Proof: In other words, the function \(1 / \cosh \pi x\) is its own Fourier transform, a property also shared by \(e^{-\pi x^{2}}\). To see this, we use a rectangle \(\gamma_{R}\) as below whose width goes to infinity, but whose height is fixed.

• For a fixed \(\xi \in \mathbb{R}\), let \[f(z)=\frac{e^{-2 \pi i z \xi}}{\cosh \pi z}.\]

  

• Note that the denominator of \(f\) vanishes precisely when \(e^{\pi z}=-e^{-\pi z}\), that is, when \(e^{2 \pi z}=-1\).

• In other words, the only poles of \(f\) inside the rectangle are at the points \(\alpha=i / 2\) and \(\beta=3 i / 2\).

• To find the residue of \(f\) at \(\alpha=i/2\), we note that \[\begin{aligned} (z-\alpha) f(z) & =e^{-2 \pi i z \xi} \frac{2(z-\alpha)}{e^{\pi z}+e^{-\pi z}} \\ & =2 e^{-2 \pi i z \xi} e^{\pi z} \frac{(z-\alpha)}{e^{2 \pi z}-e^{2 \pi \alpha}} \end{aligned}\]

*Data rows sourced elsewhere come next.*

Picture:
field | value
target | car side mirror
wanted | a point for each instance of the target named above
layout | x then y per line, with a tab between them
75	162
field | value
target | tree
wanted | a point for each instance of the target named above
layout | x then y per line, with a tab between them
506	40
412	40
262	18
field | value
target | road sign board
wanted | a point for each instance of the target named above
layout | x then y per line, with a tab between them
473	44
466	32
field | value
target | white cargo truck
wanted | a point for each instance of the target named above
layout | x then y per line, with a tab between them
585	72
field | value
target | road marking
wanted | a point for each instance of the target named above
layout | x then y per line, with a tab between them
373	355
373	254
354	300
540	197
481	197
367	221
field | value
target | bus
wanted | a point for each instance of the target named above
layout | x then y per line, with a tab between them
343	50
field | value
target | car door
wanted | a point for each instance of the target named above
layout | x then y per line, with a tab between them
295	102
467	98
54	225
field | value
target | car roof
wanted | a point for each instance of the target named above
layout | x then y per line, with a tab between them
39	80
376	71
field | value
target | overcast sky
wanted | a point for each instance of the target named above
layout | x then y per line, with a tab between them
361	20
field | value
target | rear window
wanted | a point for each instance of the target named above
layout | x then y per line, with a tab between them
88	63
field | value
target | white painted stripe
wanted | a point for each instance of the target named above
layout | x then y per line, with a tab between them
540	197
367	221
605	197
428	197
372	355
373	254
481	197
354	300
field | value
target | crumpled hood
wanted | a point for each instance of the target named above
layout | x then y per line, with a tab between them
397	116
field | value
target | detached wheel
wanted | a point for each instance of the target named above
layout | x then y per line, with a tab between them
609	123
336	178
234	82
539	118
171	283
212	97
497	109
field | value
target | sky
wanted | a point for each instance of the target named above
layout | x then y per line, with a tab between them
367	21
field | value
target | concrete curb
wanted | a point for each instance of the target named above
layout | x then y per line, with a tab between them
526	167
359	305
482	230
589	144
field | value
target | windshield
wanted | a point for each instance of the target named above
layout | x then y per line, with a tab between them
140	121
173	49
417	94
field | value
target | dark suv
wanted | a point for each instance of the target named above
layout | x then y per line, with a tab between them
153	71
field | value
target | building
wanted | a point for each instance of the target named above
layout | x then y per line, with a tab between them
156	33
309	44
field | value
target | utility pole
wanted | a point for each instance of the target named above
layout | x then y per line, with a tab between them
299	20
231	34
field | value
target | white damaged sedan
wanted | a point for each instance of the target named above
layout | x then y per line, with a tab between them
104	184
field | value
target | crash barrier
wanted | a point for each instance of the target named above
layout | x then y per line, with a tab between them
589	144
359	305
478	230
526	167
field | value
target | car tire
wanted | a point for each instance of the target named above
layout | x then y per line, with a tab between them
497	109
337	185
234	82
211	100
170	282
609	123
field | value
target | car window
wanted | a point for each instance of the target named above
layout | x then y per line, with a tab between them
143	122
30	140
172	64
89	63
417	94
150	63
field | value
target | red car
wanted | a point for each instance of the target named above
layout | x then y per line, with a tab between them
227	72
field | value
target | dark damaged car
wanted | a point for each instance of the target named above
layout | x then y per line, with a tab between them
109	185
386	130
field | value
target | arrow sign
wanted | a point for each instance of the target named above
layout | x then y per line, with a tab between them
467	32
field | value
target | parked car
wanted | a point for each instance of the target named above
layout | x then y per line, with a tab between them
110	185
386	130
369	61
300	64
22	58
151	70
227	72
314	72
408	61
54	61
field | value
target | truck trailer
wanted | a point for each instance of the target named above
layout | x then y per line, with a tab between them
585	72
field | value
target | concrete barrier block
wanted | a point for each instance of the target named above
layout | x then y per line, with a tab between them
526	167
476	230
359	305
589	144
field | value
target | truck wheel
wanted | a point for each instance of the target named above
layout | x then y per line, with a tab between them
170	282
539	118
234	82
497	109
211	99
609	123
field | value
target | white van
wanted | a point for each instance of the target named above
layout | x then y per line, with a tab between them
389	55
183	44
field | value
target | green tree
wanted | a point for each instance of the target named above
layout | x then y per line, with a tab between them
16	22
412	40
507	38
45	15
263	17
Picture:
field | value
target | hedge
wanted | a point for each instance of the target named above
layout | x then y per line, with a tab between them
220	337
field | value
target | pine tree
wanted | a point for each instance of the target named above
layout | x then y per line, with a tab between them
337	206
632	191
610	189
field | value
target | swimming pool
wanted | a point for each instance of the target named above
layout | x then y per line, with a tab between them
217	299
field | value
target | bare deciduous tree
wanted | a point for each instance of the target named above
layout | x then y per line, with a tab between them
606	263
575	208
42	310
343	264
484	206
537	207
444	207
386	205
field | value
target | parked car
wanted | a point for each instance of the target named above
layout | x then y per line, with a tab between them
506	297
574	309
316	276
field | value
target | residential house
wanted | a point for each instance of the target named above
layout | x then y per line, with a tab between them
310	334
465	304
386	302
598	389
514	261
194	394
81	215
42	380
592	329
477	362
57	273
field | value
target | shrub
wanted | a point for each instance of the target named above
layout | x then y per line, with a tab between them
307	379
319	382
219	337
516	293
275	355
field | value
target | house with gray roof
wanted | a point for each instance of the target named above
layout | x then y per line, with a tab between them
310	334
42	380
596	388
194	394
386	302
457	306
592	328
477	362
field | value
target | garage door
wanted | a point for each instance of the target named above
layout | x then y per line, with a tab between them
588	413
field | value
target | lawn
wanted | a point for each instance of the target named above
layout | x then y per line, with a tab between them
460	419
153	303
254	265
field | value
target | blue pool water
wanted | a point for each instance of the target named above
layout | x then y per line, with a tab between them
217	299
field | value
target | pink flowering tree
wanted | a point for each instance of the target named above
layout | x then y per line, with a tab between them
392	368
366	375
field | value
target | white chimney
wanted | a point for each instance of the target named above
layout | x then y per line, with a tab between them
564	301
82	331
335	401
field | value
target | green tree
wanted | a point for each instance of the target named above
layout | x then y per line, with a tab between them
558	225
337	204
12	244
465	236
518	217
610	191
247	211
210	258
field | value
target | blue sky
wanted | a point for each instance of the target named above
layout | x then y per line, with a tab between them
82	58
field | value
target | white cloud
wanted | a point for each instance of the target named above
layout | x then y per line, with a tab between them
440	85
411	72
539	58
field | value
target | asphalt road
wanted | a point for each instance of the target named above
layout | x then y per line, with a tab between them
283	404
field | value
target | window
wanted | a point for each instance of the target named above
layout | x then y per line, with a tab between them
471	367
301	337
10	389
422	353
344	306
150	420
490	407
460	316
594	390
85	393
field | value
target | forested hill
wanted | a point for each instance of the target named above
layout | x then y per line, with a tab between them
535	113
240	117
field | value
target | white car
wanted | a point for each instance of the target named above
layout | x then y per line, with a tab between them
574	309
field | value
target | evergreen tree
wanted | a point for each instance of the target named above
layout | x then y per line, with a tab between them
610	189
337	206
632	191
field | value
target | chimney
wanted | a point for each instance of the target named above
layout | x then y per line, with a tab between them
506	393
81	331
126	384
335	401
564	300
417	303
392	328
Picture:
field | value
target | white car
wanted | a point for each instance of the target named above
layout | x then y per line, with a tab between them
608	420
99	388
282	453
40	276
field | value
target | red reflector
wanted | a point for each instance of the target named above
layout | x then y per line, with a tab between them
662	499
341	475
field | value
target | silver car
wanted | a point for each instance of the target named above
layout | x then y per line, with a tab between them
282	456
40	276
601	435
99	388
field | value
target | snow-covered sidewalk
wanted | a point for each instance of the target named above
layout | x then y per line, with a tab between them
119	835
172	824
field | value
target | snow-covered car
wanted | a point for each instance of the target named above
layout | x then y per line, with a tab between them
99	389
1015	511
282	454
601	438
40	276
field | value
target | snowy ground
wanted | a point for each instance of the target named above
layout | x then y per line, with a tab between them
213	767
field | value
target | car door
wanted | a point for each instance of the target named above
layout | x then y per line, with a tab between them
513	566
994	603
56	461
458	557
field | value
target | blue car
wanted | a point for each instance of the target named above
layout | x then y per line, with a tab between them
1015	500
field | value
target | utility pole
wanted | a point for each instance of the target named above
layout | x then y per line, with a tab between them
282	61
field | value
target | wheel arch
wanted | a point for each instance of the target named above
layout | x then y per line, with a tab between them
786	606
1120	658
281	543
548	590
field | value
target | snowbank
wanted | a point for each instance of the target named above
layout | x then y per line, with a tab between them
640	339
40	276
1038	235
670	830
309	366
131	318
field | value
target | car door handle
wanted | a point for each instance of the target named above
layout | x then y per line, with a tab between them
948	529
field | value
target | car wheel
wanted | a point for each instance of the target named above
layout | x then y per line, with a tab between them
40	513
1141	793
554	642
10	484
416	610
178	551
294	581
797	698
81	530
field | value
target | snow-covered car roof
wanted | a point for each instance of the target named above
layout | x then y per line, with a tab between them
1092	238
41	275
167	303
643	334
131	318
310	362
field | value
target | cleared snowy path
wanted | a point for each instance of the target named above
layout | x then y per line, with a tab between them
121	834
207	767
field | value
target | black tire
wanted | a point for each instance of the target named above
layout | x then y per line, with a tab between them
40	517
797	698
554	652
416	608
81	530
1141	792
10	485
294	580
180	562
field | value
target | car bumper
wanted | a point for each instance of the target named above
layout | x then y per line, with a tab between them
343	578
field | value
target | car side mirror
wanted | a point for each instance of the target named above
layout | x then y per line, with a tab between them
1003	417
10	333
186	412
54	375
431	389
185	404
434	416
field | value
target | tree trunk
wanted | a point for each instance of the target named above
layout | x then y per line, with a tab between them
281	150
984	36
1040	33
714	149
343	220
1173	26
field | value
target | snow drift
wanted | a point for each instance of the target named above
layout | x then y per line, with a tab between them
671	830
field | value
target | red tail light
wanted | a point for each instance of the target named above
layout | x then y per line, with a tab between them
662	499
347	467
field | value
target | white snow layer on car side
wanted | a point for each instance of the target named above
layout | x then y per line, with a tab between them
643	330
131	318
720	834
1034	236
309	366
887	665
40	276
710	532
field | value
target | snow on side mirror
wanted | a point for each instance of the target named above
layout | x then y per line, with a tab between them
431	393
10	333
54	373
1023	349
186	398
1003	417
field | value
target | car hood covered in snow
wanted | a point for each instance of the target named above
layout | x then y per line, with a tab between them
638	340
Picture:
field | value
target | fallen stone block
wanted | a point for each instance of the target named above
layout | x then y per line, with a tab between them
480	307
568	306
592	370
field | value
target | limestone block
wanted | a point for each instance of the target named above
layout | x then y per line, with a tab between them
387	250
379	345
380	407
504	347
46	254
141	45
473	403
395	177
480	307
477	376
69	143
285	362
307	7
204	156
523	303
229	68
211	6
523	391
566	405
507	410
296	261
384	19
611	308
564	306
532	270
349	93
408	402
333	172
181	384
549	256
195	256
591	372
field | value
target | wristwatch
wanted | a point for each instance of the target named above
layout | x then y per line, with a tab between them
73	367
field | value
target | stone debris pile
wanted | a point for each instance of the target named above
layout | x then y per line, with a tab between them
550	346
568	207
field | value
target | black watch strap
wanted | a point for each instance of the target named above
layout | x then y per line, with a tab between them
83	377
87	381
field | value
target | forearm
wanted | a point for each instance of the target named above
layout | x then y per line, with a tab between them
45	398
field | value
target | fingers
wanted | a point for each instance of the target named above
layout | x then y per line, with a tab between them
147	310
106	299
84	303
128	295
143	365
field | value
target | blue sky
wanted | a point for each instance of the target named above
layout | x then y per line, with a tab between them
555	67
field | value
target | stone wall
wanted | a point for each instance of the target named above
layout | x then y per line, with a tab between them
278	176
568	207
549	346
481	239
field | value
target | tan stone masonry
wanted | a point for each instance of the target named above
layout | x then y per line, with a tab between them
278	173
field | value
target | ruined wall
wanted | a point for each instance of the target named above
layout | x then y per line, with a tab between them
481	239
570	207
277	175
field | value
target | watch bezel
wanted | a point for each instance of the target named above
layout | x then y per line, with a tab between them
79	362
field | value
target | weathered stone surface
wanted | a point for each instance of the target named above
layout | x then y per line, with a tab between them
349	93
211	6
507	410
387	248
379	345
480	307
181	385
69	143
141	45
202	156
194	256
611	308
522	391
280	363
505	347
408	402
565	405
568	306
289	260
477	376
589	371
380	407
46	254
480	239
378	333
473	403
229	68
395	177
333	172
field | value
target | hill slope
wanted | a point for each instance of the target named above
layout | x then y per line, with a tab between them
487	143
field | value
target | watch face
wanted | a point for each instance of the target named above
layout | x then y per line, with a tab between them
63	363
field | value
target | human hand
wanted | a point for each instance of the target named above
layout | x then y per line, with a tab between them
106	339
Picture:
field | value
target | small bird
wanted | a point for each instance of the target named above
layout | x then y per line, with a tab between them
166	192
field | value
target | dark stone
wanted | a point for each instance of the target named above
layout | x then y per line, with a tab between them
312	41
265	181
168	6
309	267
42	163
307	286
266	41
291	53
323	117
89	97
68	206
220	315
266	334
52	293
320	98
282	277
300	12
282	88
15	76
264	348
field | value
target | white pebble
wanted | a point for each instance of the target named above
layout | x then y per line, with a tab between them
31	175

• We recognize on the right the reciprocal of the difference quotient for the function \(e^{2 \pi z}\) at \(z=\alpha\). Therefore \[\lim _{z \rightarrow \alpha}(z-\alpha) f(z)=2 e^{-2 \pi i \alpha \xi} e^{\pi \alpha} \frac{1}{2 \pi e^{2 \pi \alpha}}=\frac{e^{\pi \xi}}{\pi i},\] which shows that \(f\) has a simple pole at \(\alpha\) with residue \(e^{\pi \xi} /(\pi i)\).

• Similarly, we find that \(f\) has a simple pole at \(\beta\) with residue \(-e^{3 \pi \xi} /(\pi i)\).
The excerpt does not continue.